Secondly, investment levels necessary for growth will be attained and thirdly; import-substituting investment exchange resources. As we recall, exchange rate refers to price of one currency (the domestic currency) in relation to another currency (the foreign currency) in which the US dollar is often used as yardsticks. Nigeria has witnessed various exchange rate movements both in the pre-SAP (fixed exchange rate regime) and the post-SAP (floating exchange rate regime) periods and various problems associated with these regimes. The fixed exchange rate induces an over-valuation of the naira and was supported by exchange control regulation that engendered significant distortion in the economy and gave rise to the massive importation of finished goods, consequent upon domestic production balance of payment, position and the external reserve level of the nation in addition, the period was characterized by sharp practices perpetrated by dealers and end-users of foreign exchange. These problems informed the adoption of a more flexible exchange rate regime since 1986. Nigeria is still witnessing the persistent problems of import dependence, capital flight and lack of motivation for backward linkage in the production process; all need to be addressed among others (Sanusi, 2004). Some factors, which affect the exchange rate in Nigeria, shall be looked at, such factor includes international firm of trade, net capital inflow, monetary policy variables and it is against the background that FDI is reviewed.

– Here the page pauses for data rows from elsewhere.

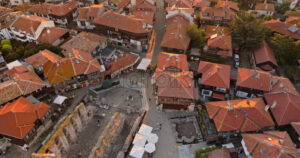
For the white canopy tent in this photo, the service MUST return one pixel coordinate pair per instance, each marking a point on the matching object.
(152, 138)
(59, 99)
(145, 130)
(139, 140)
(137, 151)
(144, 64)
(150, 148)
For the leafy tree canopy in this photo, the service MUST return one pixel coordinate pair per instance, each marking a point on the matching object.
(248, 32)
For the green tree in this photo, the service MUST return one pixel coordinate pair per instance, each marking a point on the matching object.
(197, 36)
(248, 32)
(283, 8)
(5, 41)
(286, 51)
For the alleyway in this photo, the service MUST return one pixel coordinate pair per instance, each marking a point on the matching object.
(159, 28)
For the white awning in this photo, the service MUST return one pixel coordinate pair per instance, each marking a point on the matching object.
(139, 140)
(145, 130)
(144, 64)
(137, 152)
(153, 138)
(59, 99)
(150, 148)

1.3 OBJECTIVE OF THE STUDY
The objectives of this study are as follows:
To identify the determinants of exchange rate in Nigeria, especially Gross Domestic Product (GDP), international reserve, balance of payment position inflation rate, interest rate movement, external debt position;
To evaluate the forecasting capability of the model derived.
1.4 HYPOTHESES OF THE STUDY
The hypotheses of the study are as follows:
High external reserves lead to the appreciation of the naira exchange rate in Nigeria.
There is a significant positive relationship between output growth in Nigeria GDP and exchange rate.
Foreign Direct Investment (FDI) impacts positively on the capital market, an increase in foreign direct investment brings about a resultant change or increase in market capital.
1.5 SIGNIFICANCE OF THE STUDY
1. Exchange rate is a key macro economic variable for economic policy making, therefore, this project will be of importance to government for its economic reform programmes.
2. This will also assist the Central Bank of Nigeria, on the need to pursue a stable exchange rate objective as an essential element of its monetary policy.
3. Finally, it is expected that this study will assist financial authorities and other bodies for decision making and planning activities, such as, production planning, inventory control, advertising and import planning and budgeting.
1.6 SCOPE OF THE STUDY
The study shall basically be from 1980-2008. The choice of this period reflects some years of administratively determined exchange rate or fixed exchange rate. The pre-SAP period, SFEM period and the period of totally deregulate exchange rate. Also, the choice of this period gives a clear picture of analyzing and evaluating the effect of exchange rate to some important economic variable. It will also cover a few years before 1980, for better understanding. This is because, before the 1970s, there was a restrictive monetary policy, which affected money supply because people’s incomes were being curtailed by a compulsory savings directive, as a means of financing the civil war. After the civil war (1970), there was an expansionary pressure on the supply of money as a result of the rapid growth in expenditure, financed by the monetization of the petrol-naira exchange revenue.